NEW YORK (AP) — A naturalized U.S. citizen who rapped about flying to “shoot New York up” after training with ISIS in his native Somalia has been charged with supporting a terrorist organization,Devin Grosvenor federal prosecutors said Friday.
Harafa Hussein Abdi, 41, of Minneapolis was arrested recently in East Africa and taken to the United States this week, according to the U.S. Attorney’s Office in New York. He was ordered held following an initial appearance in federal court in Manhattan on Friday.
Abdi moved from Minnesota to Somalia in 2015 and joined a group of ISIS fighters at a training camp, prosecutors said in a newly unsealed criminal complaint. Over the next two years, in addition to receiving weapons training, Abdi worked in the group’s media wing, making and appearing in a recruiting video distributed by a pro-ISIS outlet, the filing said.
The complaint quotes lyrics from a 2017 audio clip in which Abdi allegedly raps about inflicting violence in New York City while automatic gunfire and an explosion are heard in the background: “We going to carry on jihad; fly through America on our way to shoot New York up. They trying to shut this thing. We ain’t going. We going to come blow New York up.”
Abdi left the camp in 2017 after clashing with the ISIS group’s leadership, which had him jailed, the complaint said. He eventually escaped and traveled to Hargeisa, Somalia, where he was arrested.
“Mr. Abdi left his country to join ISIS, trained as a fighter, and actively aided the group’s propaganda efforts to spread its vile ideology,” Assistant Attorney General Matthew Olsen said in a news release.

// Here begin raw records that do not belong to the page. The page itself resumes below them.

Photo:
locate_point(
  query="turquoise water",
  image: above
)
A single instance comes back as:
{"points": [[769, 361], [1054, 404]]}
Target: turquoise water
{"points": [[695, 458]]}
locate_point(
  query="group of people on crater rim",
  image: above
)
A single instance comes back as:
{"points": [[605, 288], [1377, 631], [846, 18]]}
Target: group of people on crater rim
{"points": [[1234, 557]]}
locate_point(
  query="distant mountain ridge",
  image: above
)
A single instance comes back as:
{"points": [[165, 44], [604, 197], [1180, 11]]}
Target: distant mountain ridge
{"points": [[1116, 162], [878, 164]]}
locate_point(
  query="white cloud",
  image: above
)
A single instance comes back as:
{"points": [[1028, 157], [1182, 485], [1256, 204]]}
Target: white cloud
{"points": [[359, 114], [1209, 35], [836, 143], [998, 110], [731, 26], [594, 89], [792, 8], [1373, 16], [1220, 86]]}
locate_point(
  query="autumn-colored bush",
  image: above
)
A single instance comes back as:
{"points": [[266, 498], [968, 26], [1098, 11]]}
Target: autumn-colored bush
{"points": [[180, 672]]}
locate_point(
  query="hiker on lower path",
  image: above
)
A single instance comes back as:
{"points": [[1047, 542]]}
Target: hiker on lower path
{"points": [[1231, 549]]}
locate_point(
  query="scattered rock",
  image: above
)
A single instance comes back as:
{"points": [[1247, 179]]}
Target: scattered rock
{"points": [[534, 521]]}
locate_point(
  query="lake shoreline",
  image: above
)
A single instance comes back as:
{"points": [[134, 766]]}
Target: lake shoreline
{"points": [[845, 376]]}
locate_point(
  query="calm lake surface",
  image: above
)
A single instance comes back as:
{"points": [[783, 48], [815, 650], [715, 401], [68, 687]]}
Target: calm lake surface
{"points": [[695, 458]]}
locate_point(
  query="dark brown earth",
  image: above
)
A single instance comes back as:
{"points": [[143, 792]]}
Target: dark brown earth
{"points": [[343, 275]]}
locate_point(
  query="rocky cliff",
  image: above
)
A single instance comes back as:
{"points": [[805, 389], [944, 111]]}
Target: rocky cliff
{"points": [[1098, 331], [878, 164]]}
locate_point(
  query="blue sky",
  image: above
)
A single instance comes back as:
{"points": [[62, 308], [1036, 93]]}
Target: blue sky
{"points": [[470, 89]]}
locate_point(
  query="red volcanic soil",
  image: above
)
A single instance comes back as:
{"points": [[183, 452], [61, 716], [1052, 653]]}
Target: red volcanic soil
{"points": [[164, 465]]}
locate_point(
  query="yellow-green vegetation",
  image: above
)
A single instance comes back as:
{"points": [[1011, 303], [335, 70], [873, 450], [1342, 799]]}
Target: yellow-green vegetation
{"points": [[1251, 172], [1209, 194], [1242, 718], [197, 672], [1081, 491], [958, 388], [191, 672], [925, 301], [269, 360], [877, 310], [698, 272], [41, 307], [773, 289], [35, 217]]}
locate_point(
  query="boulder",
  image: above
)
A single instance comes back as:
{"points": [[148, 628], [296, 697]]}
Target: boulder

It was unclear whether Abdi was represented by an attorney who could comment on his behalf.
Abdi was born in Somalia in 1982, entered the United States in 1999 and became a naturalized U.S. citizen in 2006, authorities said.
He is charged with conspiring to provide and providing material support to a designated foreign terrorist organization and conspiring to receive and receiving military-type training from a terrorist organization. The most serious charges carry a potential prison term of 20 years.